07.10.2019 - 10:05 Uhr
WaidhausOberpfalz

Gemeinsame Stammbäume der Beweis

Karl Ochantel aus Vohenstrauß erforscht seit vielen Jahren Schicksale von Auswanderern im 19. Jahrhundert. In Übersee tun es ihm die Nachkommen der Auswanderer gleich.

Bürgermeisterin Margit Kirzinger (rechts) freut sich mit Heribert Kett und Pfarrer Georg Hartl über den Besuch der US-Bürger (von links) Sharon Moenkhaus, Sandy Bronson, Mary Stuffert, George Deglman, Laura Orton und Tim Miller in der Heimat ihrer Vorfahren.
von Josef ForsterProfil

Sechs Amerikaner aus drei US-Bundesstaaten zog es in die Heimat ihrer Vorfahren. Es handelte sich um Nachkommen der Familien Zeidler und Salfer, die besser unter dem Hausnamen „Annesbauern“ geläufig sind. Idee und Initiative gingen von Dr. Günter Zeidler aus Germering bei München aus, einem Cousin von Helga Kett aus Vohenstrauß. Alle sechs US-Bürger, die in Minnesota, South Dakota oder Montana zu Hause sind, stammen von ehemaligen Auswanderern ab, die vor rund 150 Jahren Europa lebewohl sagten und mit einer Schiffsreise in eine unbekannte Zukunft aufbrachen.
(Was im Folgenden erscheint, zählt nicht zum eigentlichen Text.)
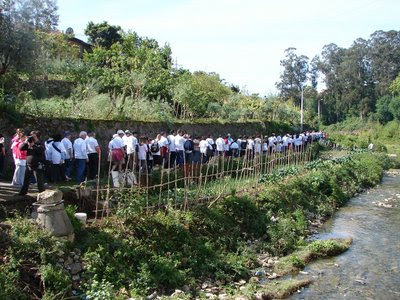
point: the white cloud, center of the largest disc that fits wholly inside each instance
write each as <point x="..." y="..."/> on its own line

Im Gasthaus Mack versammelten sich weitere Nachkommen aus ganz Mitteleuropa zu einem Zusammentreffen und Interessierte mit Bezug zur Auswanderungsthematik fehlten ebenso wenig. Dr. Zeidler, der früher auch beruflich in den Staaten zu tun hatte, stellte die Zwillingsschwestern Sharon Mounkhaus und Sandy Bronson zusammen mit den weiteren US-Bürgern Mary Struffert, George Deglman, Laura Orton und Tim Miller einzeln vor. Einige Auswanderer hatten damals im Bundesstaat Wisconsin ihre neue Heimat und eine Möglichkeit zum Lebensunterhalt gefunden. Darunter auch der 1841 geborene Michael Hummer und die 1845 geborene Theresia Wagner. In deren Eheschließung gründete das Werden der nachfolgenden Generationen.

Verbindungen von einzelnen Familienmitgliedern untereinander bestehen schon seit vielen Jahren, von vielen Seiten wird Ahnenforschung betrieben. Grundlegend wird dabei die Arbeit von Hans Ferschl aus Oberviechtach beurteilt, der Stammbäume seiner Vorfahren bis über vier Jahrhunderte zurück zusammenstellte. Davon berührt sind die Familien Wagner, Hummer und Deglmann. Ohne vor vielen Jahrzehnten noch voneinander zu wissen, ließ auch Mary Struffert auf der anderen Seite des Atlantiks die Thematik schon lange nicht mehr los. Irgendwann entschloss sie sich, über die Familiengeschichte ein Buch zu schreiben.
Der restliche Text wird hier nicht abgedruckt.